Par jugement rendu le 12 juillet 2012, le conseil de prud'hommes de Lyon, section encadrement, a dit que sa demande tendant à la perception d'une rémunération au titre des jours de garde équivalente à celle versée aux médecins extérieurs à l'établissement était justifiée et a condamné le CENTRE HOSPITALIER [1] à lui payer la somme de 27.131,45 € à titre de complément de salaire.
Le conseil de prud'hommes a cependant débouté Monsieur [J] [X] de sa demande d'indemnisation au titre des congés non pris au motif qu'il n'avait pas été empêché de les prendre, mais a condamné le CENTRE HOSPITALIER [1] à lui payer la somme de 5.000,00 €à titre de dommages et intérêts pour exécution déloyale du contrat de travail et celle de 1.500,00 € sur le fondement de l'article 700 du code de procédure civile.
Monsieur [J] [X] a relevé appel le 26 juillet 2012 de ce jugement dont il demande la réformation partielle par la cour en reprenant oralement à l'audience du 25 septembre 2013 par l'intermédiaire de son conseil les conclusions qu'il a fait déposer le 27 août de 2013 et auxquelles il est expressément renvoyé pour l'exposé de ses arguments et moyens, et tendant à : 1.
Sur l'empêchement de prendre ses congés et l'exécution déloyale du contrat de travail : - Dire que le CENTRE HOSPITALIER [1] a fait obstacle à la prise intégrale des congés payés acquis de 2005 à 2010 ; - Dire qu'il peut prétendre à la réparation du préjudice qui en est résulté pour lui ; - Condamner le CENTRE HOSPITALIER [1] à lui verser la somme de 65.787,00 €à titre de dommages-intérêts ; - Condamner le CENTRE HOSPITALIER [1] à lui verser la somme de 10.000,00 € à titre de dommages et intérêts pour exécution déloyale du contrat de travail; 2.

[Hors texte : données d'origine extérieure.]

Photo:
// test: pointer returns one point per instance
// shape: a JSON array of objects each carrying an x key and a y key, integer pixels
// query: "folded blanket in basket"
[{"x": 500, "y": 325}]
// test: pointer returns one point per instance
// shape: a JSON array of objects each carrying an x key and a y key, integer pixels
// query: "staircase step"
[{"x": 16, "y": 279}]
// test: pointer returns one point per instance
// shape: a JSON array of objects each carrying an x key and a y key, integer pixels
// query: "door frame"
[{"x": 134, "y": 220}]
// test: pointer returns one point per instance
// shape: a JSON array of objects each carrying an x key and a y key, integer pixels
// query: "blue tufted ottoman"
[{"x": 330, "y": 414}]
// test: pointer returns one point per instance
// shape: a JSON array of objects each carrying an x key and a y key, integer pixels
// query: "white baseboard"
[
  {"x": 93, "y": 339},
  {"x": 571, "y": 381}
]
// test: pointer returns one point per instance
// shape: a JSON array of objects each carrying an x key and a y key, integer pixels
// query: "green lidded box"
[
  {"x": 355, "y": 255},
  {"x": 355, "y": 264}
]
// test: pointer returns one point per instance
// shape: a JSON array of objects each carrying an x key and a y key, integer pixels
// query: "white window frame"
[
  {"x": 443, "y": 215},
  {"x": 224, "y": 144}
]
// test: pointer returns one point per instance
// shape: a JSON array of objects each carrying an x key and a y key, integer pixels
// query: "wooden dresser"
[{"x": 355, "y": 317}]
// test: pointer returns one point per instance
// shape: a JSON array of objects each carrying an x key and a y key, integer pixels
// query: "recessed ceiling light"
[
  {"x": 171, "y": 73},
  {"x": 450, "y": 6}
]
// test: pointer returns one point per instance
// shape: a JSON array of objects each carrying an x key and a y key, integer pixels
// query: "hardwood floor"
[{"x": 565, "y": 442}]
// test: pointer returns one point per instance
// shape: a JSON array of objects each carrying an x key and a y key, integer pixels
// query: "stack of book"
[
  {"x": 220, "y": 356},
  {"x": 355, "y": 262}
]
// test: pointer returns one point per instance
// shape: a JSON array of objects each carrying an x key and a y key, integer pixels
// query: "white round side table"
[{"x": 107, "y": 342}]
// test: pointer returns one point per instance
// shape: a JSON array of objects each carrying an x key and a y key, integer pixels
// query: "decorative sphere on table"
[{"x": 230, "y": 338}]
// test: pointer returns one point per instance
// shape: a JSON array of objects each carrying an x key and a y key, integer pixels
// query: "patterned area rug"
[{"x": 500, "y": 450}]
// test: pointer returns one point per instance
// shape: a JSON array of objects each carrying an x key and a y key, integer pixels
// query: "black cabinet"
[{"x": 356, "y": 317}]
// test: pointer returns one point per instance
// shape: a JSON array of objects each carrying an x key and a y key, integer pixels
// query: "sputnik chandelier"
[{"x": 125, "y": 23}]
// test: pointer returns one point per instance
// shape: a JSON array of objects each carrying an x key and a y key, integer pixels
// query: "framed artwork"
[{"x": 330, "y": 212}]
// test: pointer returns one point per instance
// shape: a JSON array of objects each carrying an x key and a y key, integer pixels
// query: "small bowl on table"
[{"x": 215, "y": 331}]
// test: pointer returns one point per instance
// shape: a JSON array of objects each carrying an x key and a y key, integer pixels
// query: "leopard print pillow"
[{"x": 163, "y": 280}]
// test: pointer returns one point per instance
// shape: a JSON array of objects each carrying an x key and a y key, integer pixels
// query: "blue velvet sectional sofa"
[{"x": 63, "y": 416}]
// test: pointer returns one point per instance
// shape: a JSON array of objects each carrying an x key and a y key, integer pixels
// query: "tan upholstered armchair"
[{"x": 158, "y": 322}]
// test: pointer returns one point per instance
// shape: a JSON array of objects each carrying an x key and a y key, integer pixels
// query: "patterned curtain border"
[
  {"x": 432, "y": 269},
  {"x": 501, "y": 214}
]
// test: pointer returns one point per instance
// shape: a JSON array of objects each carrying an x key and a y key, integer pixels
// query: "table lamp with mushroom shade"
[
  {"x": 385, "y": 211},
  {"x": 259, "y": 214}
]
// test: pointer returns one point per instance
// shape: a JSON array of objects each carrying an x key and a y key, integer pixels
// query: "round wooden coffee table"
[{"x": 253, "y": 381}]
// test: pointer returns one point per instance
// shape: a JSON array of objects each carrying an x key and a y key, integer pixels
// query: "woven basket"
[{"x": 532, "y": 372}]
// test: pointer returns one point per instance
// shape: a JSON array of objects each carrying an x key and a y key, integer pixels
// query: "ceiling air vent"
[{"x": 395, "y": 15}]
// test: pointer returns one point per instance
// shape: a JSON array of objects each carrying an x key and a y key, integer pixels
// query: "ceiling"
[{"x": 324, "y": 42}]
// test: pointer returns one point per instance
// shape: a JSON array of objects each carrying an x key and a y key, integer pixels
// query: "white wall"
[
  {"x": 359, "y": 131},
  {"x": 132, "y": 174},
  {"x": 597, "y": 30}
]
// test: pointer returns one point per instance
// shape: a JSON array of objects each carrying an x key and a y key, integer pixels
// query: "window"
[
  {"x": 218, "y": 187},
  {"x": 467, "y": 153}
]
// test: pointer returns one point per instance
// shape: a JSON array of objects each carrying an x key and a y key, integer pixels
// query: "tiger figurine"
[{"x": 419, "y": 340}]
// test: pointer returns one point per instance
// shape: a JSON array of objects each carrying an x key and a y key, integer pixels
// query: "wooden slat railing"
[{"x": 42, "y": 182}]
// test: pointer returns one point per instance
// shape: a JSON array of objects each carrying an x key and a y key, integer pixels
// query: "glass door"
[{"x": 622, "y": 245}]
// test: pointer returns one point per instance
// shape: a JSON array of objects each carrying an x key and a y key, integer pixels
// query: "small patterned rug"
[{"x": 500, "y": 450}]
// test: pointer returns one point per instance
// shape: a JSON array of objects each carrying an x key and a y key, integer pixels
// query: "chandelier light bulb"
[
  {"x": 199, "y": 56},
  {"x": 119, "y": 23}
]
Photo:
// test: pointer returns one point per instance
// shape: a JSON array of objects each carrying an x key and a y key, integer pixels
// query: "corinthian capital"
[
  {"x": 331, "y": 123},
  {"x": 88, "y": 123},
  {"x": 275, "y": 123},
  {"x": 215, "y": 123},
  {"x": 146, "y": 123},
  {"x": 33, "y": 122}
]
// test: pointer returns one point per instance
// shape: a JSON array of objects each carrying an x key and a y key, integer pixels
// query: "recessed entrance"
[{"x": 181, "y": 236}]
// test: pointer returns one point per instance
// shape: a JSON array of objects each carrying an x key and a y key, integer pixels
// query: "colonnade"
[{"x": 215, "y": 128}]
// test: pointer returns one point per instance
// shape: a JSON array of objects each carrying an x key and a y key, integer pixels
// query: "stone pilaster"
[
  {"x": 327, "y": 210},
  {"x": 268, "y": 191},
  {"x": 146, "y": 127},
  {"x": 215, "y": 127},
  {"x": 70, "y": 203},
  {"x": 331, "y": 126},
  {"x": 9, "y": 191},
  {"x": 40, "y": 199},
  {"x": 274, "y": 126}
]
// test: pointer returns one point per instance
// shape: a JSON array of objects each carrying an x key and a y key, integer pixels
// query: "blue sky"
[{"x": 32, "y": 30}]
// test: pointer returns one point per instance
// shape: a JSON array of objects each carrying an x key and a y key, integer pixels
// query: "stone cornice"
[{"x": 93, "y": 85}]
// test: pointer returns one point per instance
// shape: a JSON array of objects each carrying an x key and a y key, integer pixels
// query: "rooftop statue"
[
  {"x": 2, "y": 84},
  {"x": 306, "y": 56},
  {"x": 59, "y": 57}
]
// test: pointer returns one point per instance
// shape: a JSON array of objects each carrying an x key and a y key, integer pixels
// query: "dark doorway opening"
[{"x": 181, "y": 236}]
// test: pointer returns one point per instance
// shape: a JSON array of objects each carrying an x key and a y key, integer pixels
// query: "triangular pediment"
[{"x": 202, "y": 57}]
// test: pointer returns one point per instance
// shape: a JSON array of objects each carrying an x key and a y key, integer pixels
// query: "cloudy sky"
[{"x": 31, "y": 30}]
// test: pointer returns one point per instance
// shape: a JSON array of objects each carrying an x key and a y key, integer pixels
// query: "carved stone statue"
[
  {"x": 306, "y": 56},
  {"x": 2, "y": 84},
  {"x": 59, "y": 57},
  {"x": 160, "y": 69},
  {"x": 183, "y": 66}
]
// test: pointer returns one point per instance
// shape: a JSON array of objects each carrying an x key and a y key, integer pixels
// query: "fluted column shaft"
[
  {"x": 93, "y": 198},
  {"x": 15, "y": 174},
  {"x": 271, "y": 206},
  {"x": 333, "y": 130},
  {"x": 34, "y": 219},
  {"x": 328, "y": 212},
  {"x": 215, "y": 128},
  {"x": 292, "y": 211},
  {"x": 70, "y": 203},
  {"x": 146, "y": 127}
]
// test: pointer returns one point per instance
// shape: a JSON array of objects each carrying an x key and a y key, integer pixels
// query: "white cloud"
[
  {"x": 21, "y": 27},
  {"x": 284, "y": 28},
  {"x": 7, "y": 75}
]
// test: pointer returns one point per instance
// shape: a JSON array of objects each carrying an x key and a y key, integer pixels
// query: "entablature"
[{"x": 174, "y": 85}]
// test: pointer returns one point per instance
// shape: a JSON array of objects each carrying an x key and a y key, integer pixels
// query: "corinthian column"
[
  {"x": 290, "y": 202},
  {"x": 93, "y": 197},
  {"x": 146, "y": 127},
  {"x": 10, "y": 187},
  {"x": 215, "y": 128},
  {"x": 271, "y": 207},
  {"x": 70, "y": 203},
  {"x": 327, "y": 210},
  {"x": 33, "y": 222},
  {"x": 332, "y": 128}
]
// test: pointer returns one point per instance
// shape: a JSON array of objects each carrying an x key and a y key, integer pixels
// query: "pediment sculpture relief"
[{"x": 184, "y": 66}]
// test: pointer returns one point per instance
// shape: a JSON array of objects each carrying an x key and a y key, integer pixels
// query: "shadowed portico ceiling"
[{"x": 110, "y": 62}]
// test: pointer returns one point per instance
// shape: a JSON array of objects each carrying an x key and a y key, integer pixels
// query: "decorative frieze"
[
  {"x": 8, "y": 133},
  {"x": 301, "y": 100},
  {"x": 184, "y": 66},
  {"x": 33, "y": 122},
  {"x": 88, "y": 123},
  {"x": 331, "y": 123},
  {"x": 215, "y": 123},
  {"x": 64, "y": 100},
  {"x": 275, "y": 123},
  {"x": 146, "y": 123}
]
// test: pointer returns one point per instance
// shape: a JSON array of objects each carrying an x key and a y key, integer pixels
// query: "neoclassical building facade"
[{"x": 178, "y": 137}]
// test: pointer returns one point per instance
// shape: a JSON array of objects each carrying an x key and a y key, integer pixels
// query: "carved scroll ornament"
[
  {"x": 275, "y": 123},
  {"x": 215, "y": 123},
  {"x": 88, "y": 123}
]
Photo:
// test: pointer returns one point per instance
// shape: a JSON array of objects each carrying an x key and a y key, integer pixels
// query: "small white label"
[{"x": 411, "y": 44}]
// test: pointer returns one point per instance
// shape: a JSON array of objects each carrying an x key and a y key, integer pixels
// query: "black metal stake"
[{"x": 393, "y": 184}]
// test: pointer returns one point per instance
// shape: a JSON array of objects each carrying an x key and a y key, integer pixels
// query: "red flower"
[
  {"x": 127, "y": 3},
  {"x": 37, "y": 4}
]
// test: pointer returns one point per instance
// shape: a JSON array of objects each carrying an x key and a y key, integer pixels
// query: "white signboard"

Sur la demande de rappel de salaire : - Constater que le CENTRE HOSPITALIER [1] pratique pour ses médecins salariés un taux de rémunération propre à l'établissement, calqué sur l'hôpital public, plus favorable que celui de la convention FEHAP et qui n'est pas égal selon les services ; - Confirmer la décision entreprise ; 3.
En tous les cas, - Condamner le CENTRE HOSPITALIER [1] à lui verser la somme de 2.000,00 € au titre de l'article 700 du code de procédure civile ainsi qu'aux entiers dépens.